When she wakes she really is in bed with Winnie and an explanation is forthcoming from the author. The dead man was the proprietor of the inn. The crying woman was his widow. Owing much money, since the inn was no longer on the popular road it once was, his body was hidden at the inn. The relatives feared creditors might take possession until payment was made. The dagger was actually a tool for opening the coffin. The next morning Margaret and her companions go to Winderbrooke and everything is settled quickly and well.
Le Fanu writes most of this story with a pleasant sense of humor and color of background. The descriptions of the Irish countryside are interesting and Margaret’s haughty manner with Tom Teukesbury is charming. It is only when we get to the inn that the possibility of horror begins. There is never any suggestion of a ghost or other monster. The biggest thrill is seeing the maid with the dagger. To call this story a ghost story would be quite incorrect. As the title implies, it is an “adventure”.
Now it should be pointed out that Le Fanu wrote ghost stories but he also sold Sensation fiction, an early form of Mystery tale. His novels are often compared to Wilkie Collins and his The Woman in White (1860) and The Moonstone (1868). This type of thriller has some of the elements of a Mystery story though not so much a detective story. There is no Sherlock Holmes and Watson looking at clues. (Or if there is, they are not central to the tale.) There will be secret marriages, forged wills, and great peril to the heroine.
Like the Gothic novels that proceeded them, the name “Sensation” implies the reader is supposed to feel a sensation or thrilling rise in blood pressure. Le Fanu makes reference to “Ferdinand Count Fathom” and “Bleeding Nun” in this story. The first is a Smollett novel of 1753 and the second is the stage version of M. G. Lewis’s The Monk (1796). Both are considered Gothics and Le Fanu draws in that older tradition in a much smaller way than how Jane Austen parodied Gothics in Northanger Abbey (1817).

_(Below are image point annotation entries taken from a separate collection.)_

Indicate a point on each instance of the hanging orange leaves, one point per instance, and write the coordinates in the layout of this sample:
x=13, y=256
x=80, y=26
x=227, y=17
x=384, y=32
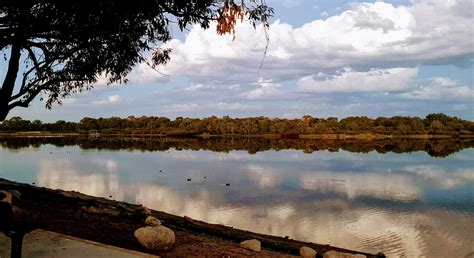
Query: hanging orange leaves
x=228, y=17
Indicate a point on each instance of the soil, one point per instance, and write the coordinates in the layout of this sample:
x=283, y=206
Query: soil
x=113, y=223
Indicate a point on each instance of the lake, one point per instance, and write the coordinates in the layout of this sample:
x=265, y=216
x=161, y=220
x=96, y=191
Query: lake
x=407, y=197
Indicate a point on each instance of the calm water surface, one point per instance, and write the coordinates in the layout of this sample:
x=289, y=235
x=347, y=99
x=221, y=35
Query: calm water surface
x=408, y=204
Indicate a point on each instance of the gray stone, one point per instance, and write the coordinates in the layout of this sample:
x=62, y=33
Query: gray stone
x=7, y=196
x=110, y=211
x=155, y=238
x=334, y=254
x=307, y=252
x=252, y=244
x=152, y=221
x=15, y=194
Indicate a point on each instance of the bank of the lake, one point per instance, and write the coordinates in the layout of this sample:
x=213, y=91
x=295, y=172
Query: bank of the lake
x=113, y=223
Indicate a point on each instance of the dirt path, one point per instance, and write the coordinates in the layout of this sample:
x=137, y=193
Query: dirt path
x=113, y=223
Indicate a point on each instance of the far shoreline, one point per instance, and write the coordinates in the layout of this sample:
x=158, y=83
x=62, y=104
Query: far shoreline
x=334, y=136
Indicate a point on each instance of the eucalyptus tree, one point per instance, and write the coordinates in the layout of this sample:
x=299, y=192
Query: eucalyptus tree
x=53, y=48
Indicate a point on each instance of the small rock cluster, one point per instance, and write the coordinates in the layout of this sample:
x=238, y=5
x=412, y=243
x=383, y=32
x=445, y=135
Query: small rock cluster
x=155, y=236
x=307, y=252
x=334, y=254
x=252, y=244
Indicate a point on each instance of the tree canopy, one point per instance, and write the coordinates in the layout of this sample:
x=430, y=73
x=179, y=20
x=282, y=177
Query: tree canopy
x=55, y=48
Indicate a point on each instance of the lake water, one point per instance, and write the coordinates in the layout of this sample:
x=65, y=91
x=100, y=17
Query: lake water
x=409, y=204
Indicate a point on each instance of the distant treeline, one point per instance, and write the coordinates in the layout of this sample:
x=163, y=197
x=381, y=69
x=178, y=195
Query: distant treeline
x=434, y=147
x=433, y=124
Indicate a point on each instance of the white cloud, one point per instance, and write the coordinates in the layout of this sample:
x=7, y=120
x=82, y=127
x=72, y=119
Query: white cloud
x=180, y=107
x=348, y=80
x=265, y=89
x=440, y=88
x=291, y=3
x=114, y=98
x=233, y=106
x=110, y=100
x=366, y=35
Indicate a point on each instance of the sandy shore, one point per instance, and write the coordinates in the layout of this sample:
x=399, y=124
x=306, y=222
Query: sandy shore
x=113, y=223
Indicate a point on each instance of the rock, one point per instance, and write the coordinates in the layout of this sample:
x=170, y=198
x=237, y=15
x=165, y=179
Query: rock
x=307, y=252
x=155, y=238
x=152, y=221
x=334, y=254
x=112, y=211
x=252, y=244
x=142, y=211
x=6, y=196
x=15, y=194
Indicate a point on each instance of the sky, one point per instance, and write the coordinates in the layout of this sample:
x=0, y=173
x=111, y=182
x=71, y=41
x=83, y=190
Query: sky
x=324, y=59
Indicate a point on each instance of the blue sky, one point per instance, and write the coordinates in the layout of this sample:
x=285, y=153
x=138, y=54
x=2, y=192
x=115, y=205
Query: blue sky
x=325, y=58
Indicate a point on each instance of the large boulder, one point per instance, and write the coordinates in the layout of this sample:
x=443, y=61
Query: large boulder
x=307, y=252
x=334, y=254
x=252, y=244
x=155, y=238
x=152, y=221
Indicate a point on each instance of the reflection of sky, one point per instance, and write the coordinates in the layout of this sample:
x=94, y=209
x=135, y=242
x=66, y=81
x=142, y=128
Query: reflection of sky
x=408, y=204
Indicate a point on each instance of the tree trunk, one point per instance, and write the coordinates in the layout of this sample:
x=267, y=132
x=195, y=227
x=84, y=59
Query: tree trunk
x=9, y=81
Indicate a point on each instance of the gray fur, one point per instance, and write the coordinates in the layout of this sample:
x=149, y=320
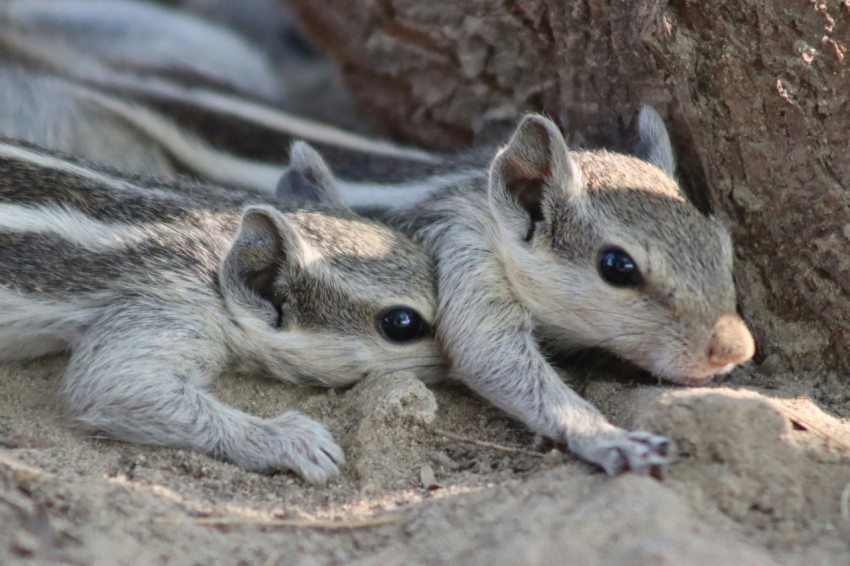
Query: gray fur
x=517, y=260
x=307, y=180
x=654, y=141
x=155, y=288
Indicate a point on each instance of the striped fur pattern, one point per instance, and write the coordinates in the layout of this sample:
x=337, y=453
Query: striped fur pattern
x=518, y=242
x=155, y=288
x=519, y=259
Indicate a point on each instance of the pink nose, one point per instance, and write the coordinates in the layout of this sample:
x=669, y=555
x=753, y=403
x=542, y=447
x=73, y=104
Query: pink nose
x=731, y=342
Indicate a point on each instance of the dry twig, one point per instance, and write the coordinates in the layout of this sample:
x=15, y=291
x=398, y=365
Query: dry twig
x=484, y=443
x=285, y=523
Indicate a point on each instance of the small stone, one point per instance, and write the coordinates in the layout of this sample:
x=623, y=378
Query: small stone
x=428, y=478
x=553, y=458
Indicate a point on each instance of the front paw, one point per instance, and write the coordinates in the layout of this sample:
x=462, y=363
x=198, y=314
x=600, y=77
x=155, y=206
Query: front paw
x=620, y=450
x=295, y=442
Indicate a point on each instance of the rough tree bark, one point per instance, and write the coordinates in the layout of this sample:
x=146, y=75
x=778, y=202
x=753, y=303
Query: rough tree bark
x=757, y=94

James published Madam Crowl’s Ghost in 1923 to bring back to the public the best of J. Sheridan Le Fanu’s stories. The master of Irish ghost storytellers had fallen from his pinnacle over the fifty years after his death. James wanted to rectify this, and felt that “My Aunt Margaret’s Adventure” was not a piece that would help in regaining lost fame. I suppose I have to agree. “Green Tea” or “The Watcher” are better examples of frisson-causing Horror tales while this one is mostly light and can be seen as quite funny.